SPURGEON: You mentioned the urban legend aspect. I have to imagine that anyone buying into an urban legend isn't really closely connected to him.
DERF: And invariably younger, much younger.
SPURGEON: I know from my own hometown's horrible story that happened when I was there, that it's a very difficult subject for my friends and me to talk about. Did you encounter any of that? Was it difficult for anyone else to talk about? Did you encounter any resistance that way?
DERF: Some. There are some that don't want to talk about anything at all. And I get that. There are others, like in the Dahmer Fan Club [a group of Derf's friends at the high school when Dahmer and Derf were in attendance], two of the guys talked to me for hours and hours and hours over months and years. Mike and Neal. They were great. And it was a really incredible benefit to have their input, so much of their memories and all of that stuff. Kent, my other friend, won't talk about it at all. He just doesn't even want to deal with it. And you have to respect that as an interviewer and say, "Well, I'll get it from people that want to talk." A frustrating thing is that since the book came out a lot of people have come up with input and stories that I never thought of getting -- I didn't know where they were, or I didn't know their role. Suddenly they're coming out of the woodwork and you're getting all this material. It's like, "Oh, crap." [laughter] "Where were you two years ago?"

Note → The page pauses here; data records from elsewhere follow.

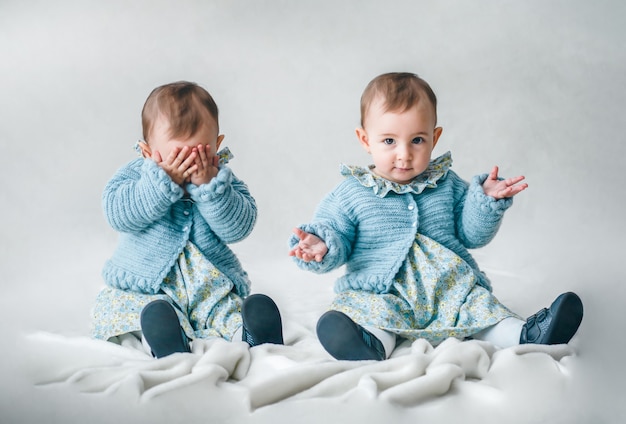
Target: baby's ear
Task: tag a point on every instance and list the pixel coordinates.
(143, 149)
(220, 138)
(362, 136)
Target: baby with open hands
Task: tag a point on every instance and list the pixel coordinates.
(312, 248)
(403, 228)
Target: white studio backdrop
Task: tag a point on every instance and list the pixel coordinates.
(536, 87)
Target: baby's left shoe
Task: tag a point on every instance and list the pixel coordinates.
(261, 321)
(554, 325)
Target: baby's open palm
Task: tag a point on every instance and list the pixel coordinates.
(309, 248)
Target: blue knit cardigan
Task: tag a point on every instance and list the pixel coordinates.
(372, 235)
(155, 222)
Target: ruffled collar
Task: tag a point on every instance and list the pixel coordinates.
(437, 169)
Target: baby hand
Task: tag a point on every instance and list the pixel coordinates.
(310, 247)
(206, 165)
(179, 164)
(500, 189)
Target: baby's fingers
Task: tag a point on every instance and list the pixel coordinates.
(493, 175)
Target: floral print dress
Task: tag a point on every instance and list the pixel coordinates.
(435, 294)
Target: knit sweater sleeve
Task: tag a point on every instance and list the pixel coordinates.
(479, 216)
(138, 194)
(333, 225)
(226, 205)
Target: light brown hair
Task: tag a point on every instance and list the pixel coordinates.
(399, 91)
(183, 104)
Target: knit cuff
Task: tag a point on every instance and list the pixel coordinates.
(215, 188)
(487, 204)
(161, 180)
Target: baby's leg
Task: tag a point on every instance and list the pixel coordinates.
(504, 334)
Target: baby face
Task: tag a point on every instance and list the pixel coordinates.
(162, 142)
(400, 142)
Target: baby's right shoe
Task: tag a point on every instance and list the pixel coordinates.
(161, 329)
(554, 325)
(344, 339)
(261, 321)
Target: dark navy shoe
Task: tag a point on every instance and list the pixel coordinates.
(261, 321)
(344, 339)
(555, 325)
(161, 329)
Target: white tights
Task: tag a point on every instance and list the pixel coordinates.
(504, 334)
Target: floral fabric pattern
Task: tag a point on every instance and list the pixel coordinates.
(434, 296)
(202, 296)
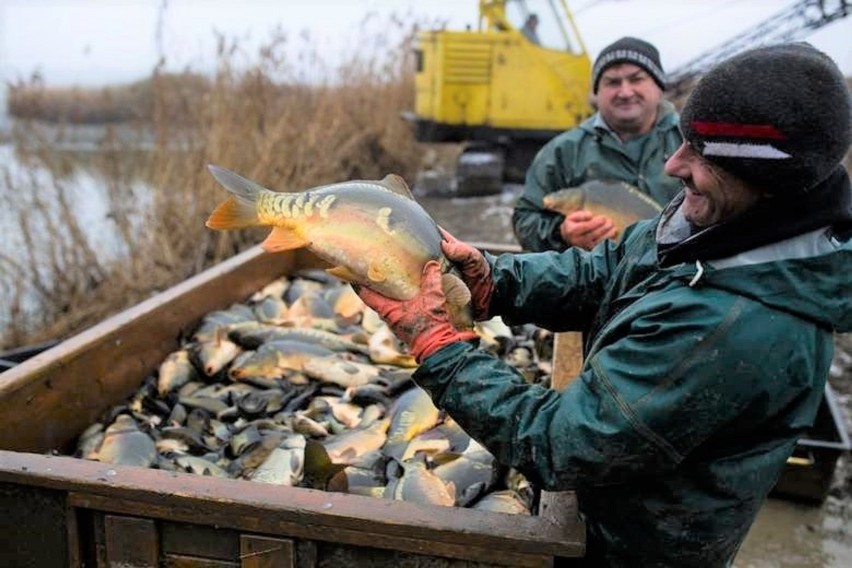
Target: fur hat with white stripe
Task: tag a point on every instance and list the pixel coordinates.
(777, 117)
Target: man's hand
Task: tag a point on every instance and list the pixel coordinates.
(475, 273)
(584, 230)
(422, 322)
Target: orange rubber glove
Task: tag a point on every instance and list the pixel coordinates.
(584, 230)
(475, 273)
(422, 322)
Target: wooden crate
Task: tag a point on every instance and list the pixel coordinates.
(61, 511)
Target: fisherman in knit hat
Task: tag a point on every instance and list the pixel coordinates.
(626, 140)
(709, 330)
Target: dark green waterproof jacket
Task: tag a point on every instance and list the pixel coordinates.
(699, 376)
(592, 152)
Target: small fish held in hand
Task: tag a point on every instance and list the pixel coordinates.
(620, 201)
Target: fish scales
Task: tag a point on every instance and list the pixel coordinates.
(371, 232)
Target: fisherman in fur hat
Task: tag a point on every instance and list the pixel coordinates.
(709, 330)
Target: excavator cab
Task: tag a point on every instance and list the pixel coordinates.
(503, 89)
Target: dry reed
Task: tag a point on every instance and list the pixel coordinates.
(260, 120)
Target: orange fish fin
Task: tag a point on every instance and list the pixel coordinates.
(455, 290)
(375, 273)
(283, 239)
(397, 185)
(344, 273)
(233, 213)
(458, 301)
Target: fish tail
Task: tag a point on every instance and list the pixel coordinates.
(239, 211)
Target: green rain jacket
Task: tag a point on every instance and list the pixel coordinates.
(592, 151)
(698, 378)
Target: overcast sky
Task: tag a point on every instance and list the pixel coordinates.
(94, 42)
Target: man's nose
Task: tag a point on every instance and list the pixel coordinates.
(675, 164)
(625, 88)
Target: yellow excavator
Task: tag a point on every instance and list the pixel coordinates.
(504, 89)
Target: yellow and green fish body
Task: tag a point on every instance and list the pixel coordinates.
(373, 233)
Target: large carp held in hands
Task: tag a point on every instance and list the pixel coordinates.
(373, 233)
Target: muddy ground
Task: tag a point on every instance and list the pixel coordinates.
(787, 533)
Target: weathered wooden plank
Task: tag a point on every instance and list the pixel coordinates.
(182, 561)
(185, 539)
(567, 358)
(131, 541)
(32, 526)
(266, 552)
(259, 508)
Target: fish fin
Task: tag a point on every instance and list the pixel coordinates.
(397, 185)
(344, 273)
(233, 213)
(283, 239)
(455, 290)
(376, 274)
(236, 184)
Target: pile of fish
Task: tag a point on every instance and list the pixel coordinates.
(303, 385)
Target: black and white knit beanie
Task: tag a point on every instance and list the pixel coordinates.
(629, 50)
(777, 117)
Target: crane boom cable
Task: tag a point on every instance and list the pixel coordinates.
(790, 24)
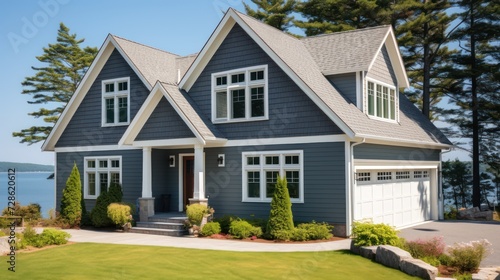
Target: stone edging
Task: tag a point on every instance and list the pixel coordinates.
(398, 258)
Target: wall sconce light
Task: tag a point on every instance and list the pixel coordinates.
(221, 160)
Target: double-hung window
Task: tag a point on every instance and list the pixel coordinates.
(115, 102)
(240, 95)
(100, 172)
(261, 171)
(381, 100)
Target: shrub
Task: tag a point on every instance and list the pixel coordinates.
(195, 213)
(317, 231)
(369, 234)
(467, 257)
(426, 248)
(120, 214)
(280, 216)
(242, 229)
(210, 228)
(225, 222)
(71, 204)
(99, 214)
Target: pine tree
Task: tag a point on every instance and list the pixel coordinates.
(280, 216)
(65, 64)
(475, 94)
(423, 39)
(275, 13)
(71, 207)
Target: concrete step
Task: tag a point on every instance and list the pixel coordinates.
(163, 225)
(158, 231)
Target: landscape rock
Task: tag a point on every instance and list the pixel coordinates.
(369, 252)
(391, 256)
(419, 268)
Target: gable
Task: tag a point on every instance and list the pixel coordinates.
(164, 123)
(84, 128)
(382, 69)
(291, 111)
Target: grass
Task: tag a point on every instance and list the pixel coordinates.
(106, 261)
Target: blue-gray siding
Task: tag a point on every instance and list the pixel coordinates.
(382, 68)
(85, 128)
(372, 151)
(164, 123)
(291, 112)
(345, 84)
(131, 173)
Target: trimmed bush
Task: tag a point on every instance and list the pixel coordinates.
(242, 229)
(280, 216)
(99, 214)
(71, 204)
(119, 213)
(468, 256)
(225, 222)
(369, 234)
(195, 213)
(210, 228)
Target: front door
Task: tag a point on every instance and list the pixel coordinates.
(188, 179)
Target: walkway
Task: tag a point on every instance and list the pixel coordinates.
(202, 243)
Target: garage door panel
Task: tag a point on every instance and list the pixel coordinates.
(397, 202)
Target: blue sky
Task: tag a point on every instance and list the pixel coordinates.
(181, 27)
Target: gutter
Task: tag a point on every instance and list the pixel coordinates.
(440, 185)
(350, 188)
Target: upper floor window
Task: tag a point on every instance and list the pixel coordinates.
(240, 95)
(115, 102)
(381, 100)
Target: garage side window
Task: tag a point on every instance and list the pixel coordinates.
(261, 171)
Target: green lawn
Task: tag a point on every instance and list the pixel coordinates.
(103, 261)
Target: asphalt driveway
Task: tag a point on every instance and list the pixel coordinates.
(460, 231)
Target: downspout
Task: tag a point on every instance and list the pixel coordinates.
(440, 185)
(352, 180)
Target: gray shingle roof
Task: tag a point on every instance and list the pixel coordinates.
(346, 52)
(154, 64)
(413, 126)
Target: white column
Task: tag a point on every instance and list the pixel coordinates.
(146, 173)
(199, 177)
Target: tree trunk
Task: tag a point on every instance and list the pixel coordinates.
(476, 189)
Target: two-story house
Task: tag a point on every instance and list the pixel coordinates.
(255, 103)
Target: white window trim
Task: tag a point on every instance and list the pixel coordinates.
(396, 100)
(116, 94)
(96, 170)
(262, 168)
(247, 85)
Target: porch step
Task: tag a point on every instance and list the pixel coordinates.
(158, 231)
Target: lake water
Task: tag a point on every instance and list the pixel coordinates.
(31, 187)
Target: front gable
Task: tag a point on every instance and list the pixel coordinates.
(85, 126)
(164, 123)
(291, 112)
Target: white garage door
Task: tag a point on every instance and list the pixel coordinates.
(397, 198)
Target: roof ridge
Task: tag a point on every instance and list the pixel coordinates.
(346, 31)
(141, 44)
(265, 24)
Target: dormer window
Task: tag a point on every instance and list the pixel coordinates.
(115, 102)
(240, 95)
(381, 101)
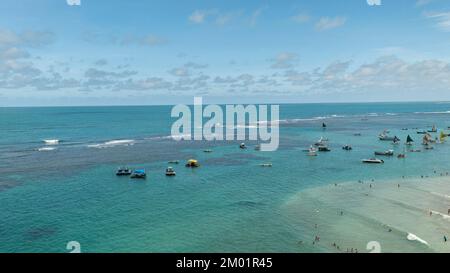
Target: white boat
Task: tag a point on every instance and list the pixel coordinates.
(373, 161)
(170, 171)
(51, 141)
(321, 142)
(386, 153)
(347, 148)
(312, 151)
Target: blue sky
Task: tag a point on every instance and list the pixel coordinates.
(165, 52)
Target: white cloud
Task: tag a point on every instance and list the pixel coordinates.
(301, 18)
(374, 2)
(284, 60)
(198, 16)
(73, 2)
(442, 19)
(225, 18)
(255, 16)
(327, 23)
(420, 3)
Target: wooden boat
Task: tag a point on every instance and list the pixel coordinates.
(170, 171)
(373, 161)
(138, 174)
(123, 171)
(192, 163)
(385, 153)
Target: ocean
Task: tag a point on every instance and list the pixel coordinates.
(69, 192)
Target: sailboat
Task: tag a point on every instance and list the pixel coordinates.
(409, 140)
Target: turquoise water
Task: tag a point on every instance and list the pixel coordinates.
(48, 198)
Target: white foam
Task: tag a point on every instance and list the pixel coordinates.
(444, 216)
(113, 143)
(413, 237)
(442, 112)
(440, 194)
(51, 141)
(46, 149)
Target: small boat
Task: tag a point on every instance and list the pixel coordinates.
(312, 151)
(138, 174)
(324, 149)
(384, 137)
(170, 171)
(433, 130)
(51, 141)
(409, 140)
(385, 153)
(347, 148)
(192, 163)
(122, 171)
(373, 161)
(321, 142)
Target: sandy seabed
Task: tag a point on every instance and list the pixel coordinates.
(403, 215)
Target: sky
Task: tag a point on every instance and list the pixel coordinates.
(117, 52)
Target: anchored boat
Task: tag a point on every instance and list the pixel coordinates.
(373, 161)
(385, 153)
(192, 163)
(170, 171)
(138, 174)
(123, 171)
(347, 148)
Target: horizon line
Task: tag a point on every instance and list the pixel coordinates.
(258, 103)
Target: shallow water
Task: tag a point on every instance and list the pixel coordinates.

SPURGEON: Can you give me one that you might particularly regret, one that you wish you could have gotten in there of a bunch of different ones?
DERF: Some of it is in the e-book -- I put a couple of extra chapters in there. One was from Neal who was very open. He brought up this story after the book came out. "Did I ever tell you about the time that Dahmer got spanked in school?" I was like, "What?!" It was this whole thing with Dahmer getting caught with booze. I knew that he got caught with booze, but Neal knew the whole story. It had just never come up, or he had forgotten it. He told me this great story of Dahmer getting caught with booze, and the choice the assistant gave was he could call his parents right now or he could take ten licks. It was his quote-unquote first offense. And Dahmer chose the licks. There was this great scene, and I was like, "Oh man, why didn't you tell me this before?" So I drew it up and put it in the e-book. I would have loved to have had that in the book.
There have been a couple of others. The kid who discovered the dog head in the woods, he contacted me later. Offered some details, nothing I didn't already know, but still some interesting stuff. Things like that. You just don't know who the figures were. You don't know who played what role. You didn't have a name attached to it. I sort of knew who was involved with various things, but there's always a gray area in there. Obviously people aren't putting it on their resume or anything.
SPURGEON: You signed a media development with this book, right?
DERF: A film deal, yeah. An option.
SPURGEON: That's not the kind of thing I usually discuss, but I wonder if that's odd for you, considering how personal this project is, letting it go in that way?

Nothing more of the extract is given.